Our November 2011 forecast implied that households would take on around £480 billion of additional debt over the forecast period. This box discussed the implications of this for the household balance sheet, noting that a large part of the increase in household debt reflects borrowing for the purchase of assets. The box also discussed the downward revision in our household debt forecast since our previous EFO, which was largely accounted for by a combination of higher saving and a weaker housing market outlook.

This box is based on ONS households data from October 2012 .

We forecast that households will take on around £480 billion of additional debt over the forecast period leaving household debt at 161 per cent of disposable income in 2016. A large part of this increase reflects borrowing by households to purchase assets, as activity in the housing market picks up. Our latest forecast is for households to purchase financial assets of around £500 billion over the forecast period. The purchase of assets, rather than the financing of consumption, is the most important driver of our household debt forecast. So if household debt were to be lower, this would not necessarily imply lower consumption or GDP growth.

Household net worth represents the difference between liabilities (debt) and assets. We expect household net worth to fall as a share of disposable income over the forecast period because the value of assets is expected to grow more slowly than incomes, while liabilities are expected to rise more quickly as activity in the property market recovers and as households borrow to fund the purchase of housing assets.

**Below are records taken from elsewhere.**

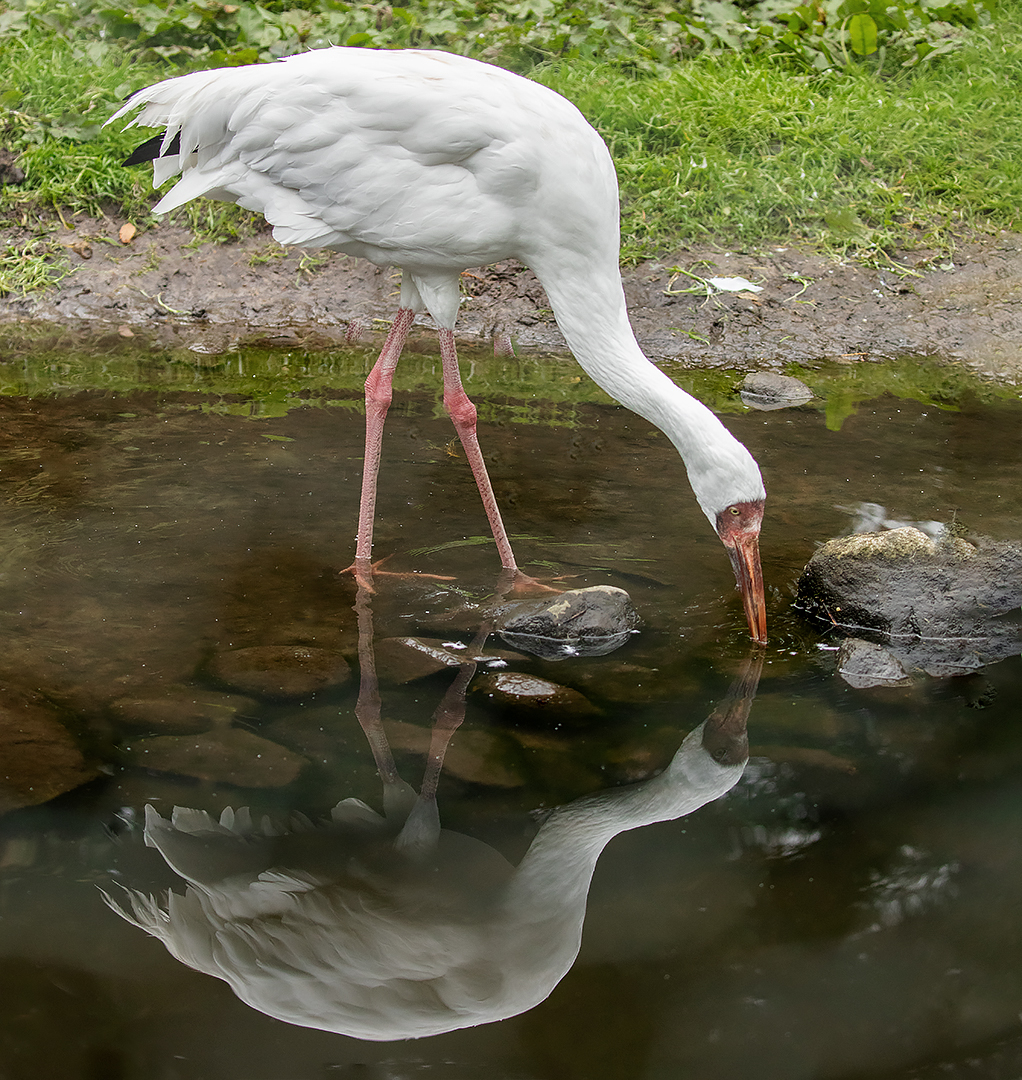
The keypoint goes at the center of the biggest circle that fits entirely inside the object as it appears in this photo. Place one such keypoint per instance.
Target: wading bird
(435, 163)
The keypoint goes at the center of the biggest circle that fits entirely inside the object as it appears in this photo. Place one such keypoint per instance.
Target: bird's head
(738, 526)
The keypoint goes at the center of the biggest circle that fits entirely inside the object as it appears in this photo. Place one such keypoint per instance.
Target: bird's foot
(364, 571)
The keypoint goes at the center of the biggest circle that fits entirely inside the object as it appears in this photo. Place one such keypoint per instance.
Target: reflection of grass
(261, 383)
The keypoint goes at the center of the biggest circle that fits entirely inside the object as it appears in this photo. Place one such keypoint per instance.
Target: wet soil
(217, 296)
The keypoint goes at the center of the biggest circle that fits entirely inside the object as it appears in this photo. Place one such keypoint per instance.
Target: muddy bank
(217, 296)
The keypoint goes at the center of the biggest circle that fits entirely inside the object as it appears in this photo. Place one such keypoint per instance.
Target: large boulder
(581, 622)
(39, 756)
(945, 606)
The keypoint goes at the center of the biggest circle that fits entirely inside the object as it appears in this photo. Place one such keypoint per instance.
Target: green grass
(738, 150)
(743, 152)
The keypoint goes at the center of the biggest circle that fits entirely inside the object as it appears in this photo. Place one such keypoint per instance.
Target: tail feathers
(152, 149)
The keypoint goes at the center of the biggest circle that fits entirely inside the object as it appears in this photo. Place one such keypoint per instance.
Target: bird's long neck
(589, 306)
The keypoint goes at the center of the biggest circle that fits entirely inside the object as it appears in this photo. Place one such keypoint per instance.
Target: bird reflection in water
(391, 927)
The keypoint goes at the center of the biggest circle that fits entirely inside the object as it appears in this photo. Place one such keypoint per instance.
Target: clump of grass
(31, 265)
(742, 151)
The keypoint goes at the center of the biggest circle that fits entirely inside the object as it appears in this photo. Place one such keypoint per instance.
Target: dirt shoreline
(215, 297)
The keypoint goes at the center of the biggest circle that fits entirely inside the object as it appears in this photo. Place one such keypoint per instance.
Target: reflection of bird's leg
(398, 795)
(725, 737)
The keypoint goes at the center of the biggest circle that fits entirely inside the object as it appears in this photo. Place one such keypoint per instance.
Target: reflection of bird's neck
(552, 881)
(588, 300)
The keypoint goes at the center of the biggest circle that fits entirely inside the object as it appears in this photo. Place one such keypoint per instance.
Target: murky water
(846, 905)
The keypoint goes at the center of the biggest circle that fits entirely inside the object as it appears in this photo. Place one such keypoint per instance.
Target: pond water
(844, 905)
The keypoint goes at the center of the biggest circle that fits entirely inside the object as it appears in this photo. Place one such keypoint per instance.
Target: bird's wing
(408, 157)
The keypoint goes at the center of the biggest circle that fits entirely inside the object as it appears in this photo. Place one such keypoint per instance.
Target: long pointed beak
(744, 555)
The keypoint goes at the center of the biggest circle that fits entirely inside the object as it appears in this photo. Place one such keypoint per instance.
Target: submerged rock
(581, 622)
(862, 664)
(39, 757)
(280, 672)
(472, 755)
(766, 391)
(533, 699)
(946, 606)
(226, 756)
(402, 660)
(184, 712)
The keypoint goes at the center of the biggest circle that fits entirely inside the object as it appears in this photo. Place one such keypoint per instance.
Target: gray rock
(280, 672)
(533, 700)
(581, 622)
(39, 757)
(180, 712)
(863, 664)
(766, 392)
(226, 756)
(947, 606)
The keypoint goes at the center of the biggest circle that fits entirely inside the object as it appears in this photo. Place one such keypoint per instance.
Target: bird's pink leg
(462, 414)
(378, 392)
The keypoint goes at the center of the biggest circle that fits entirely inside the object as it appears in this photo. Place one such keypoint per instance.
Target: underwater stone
(473, 755)
(402, 660)
(39, 757)
(863, 664)
(581, 622)
(183, 713)
(280, 672)
(226, 756)
(533, 699)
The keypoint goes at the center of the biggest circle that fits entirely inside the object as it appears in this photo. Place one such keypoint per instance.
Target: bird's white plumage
(436, 163)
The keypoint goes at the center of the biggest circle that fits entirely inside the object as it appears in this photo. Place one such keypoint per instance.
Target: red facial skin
(738, 527)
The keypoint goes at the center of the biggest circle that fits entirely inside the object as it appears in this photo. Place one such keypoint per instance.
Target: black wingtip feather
(150, 150)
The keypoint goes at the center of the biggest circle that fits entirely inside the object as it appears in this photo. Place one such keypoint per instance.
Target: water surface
(847, 908)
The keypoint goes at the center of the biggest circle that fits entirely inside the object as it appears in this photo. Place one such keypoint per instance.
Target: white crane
(435, 163)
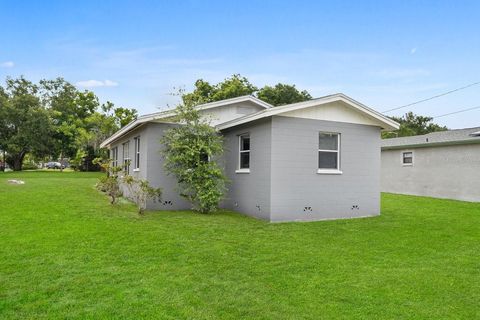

Chart A: The household balance sheet

Compared to March, our forecast for the increase in household debt by 2015 is around £215 billion lower. This reflects two main factors:

  • Blue Book 2011 data revisions suggest that household saving, for a given level of income, was higher over recent years than previously thought. This means that households are likely to borrow less in the future than we previously thought. Overall, this reduces our household debt forecast by around £150 billion by 2015; and
  • we now expect the housing market to take longer to recover. This reduces the amount of household borrowing necessary to fund property transactions by around £35 billion by 2015, with a similar reduction in expected household bank deposit holdings. Therefore, this change has very little impact on our forecast of household net worth overall.

The remainder of the change in the liabilities forecast since March reflects changes to the forecasts for the accumulation of physical and financial assets following revisions to outturn data.